Fuses also come with ratings, which indicate how much electricity they can and cannot handle. The capacity of the fuse should always be higher than the amperage level of the object or device the fuse is assigned to protect. If a fuse is too low for the circuit that it is intended to maintain, that is more than enough reason for it to blow unexpectedly. The solution for this issue is pretty simple, just switch out your fuse for one with a higher rating and better equipped to manage the intensity of the circuit.
Another factor to consider when a fuse is blown is the age of the fuse. The longer the fuse has been in service, the higher the chances are that its power and intensity have diminished, impeding it from performing at a high quality and ultimately causing it to blow. A blown fuse can also be caused by a power surge. A power surge can be defined as a temporary elevation in the electricity maneuvering through the circuit.
How Do I Fix a Blown Fuse?
When it comes to restoring electricity to an area that has experienced a blown fuse, there are some rather simple steps you can take to restore power to the circuit. First, turn off all lights and unplug a few devices, starting with the most recent item that has been added to the outlet. Usually the last item added is the catalyst for the blowout.
Next, locate your electrical panel. If you live in a home, it is usually housed in the basement or utility room/closet. If you reside in an apartment, your electrical panel is likely to be placed in the hallway of the lowest level of your unit. Open the panel and when you look inside you should observe that one of the breakers has either shifted from “on” to “off” or is seemingly stuck between the two. Set the breaker to the “off” position first, and proceed to move it to the “on” placement.

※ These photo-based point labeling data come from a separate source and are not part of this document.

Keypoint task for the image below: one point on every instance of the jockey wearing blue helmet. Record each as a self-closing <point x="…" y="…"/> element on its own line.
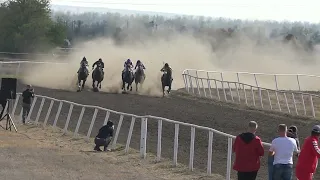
<point x="128" y="63"/>
<point x="98" y="63"/>
<point x="84" y="63"/>
<point x="139" y="63"/>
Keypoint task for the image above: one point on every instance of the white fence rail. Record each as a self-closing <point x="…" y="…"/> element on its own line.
<point x="292" y="102"/>
<point x="65" y="124"/>
<point x="298" y="82"/>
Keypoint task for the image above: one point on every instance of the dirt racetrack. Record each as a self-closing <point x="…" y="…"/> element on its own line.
<point x="227" y="118"/>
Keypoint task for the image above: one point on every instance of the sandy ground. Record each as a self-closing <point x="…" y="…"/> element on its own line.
<point x="37" y="153"/>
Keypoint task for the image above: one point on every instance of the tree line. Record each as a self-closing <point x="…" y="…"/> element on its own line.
<point x="30" y="25"/>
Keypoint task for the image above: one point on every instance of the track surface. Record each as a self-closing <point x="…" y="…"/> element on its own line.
<point x="226" y="118"/>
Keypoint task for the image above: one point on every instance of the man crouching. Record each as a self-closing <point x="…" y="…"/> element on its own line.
<point x="104" y="136"/>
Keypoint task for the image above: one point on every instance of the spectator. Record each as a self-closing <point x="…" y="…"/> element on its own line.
<point x="292" y="133"/>
<point x="308" y="158"/>
<point x="104" y="136"/>
<point x="27" y="96"/>
<point x="248" y="149"/>
<point x="283" y="148"/>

If your home is equipped with a fuse box however, your actions will require a little more attention to detail. Ideally, when a fuse has blown, the glass container in the center of the fuse will either display a melted piece of metal or discoloration, usually a strong dark color. Disable the broken fuse and replace it with an identical fuse of the same type, size, and capacity.
Be extremely cautious and make sure that both of your hands are dry and that you are also standing on dry ground when dealing with the electrical panel. When finished replacing the fuse, ensure that the power is still circulating my plugging in one or more devices into your circuit. If another blowout occurs, please be sure to contact a licensed professional.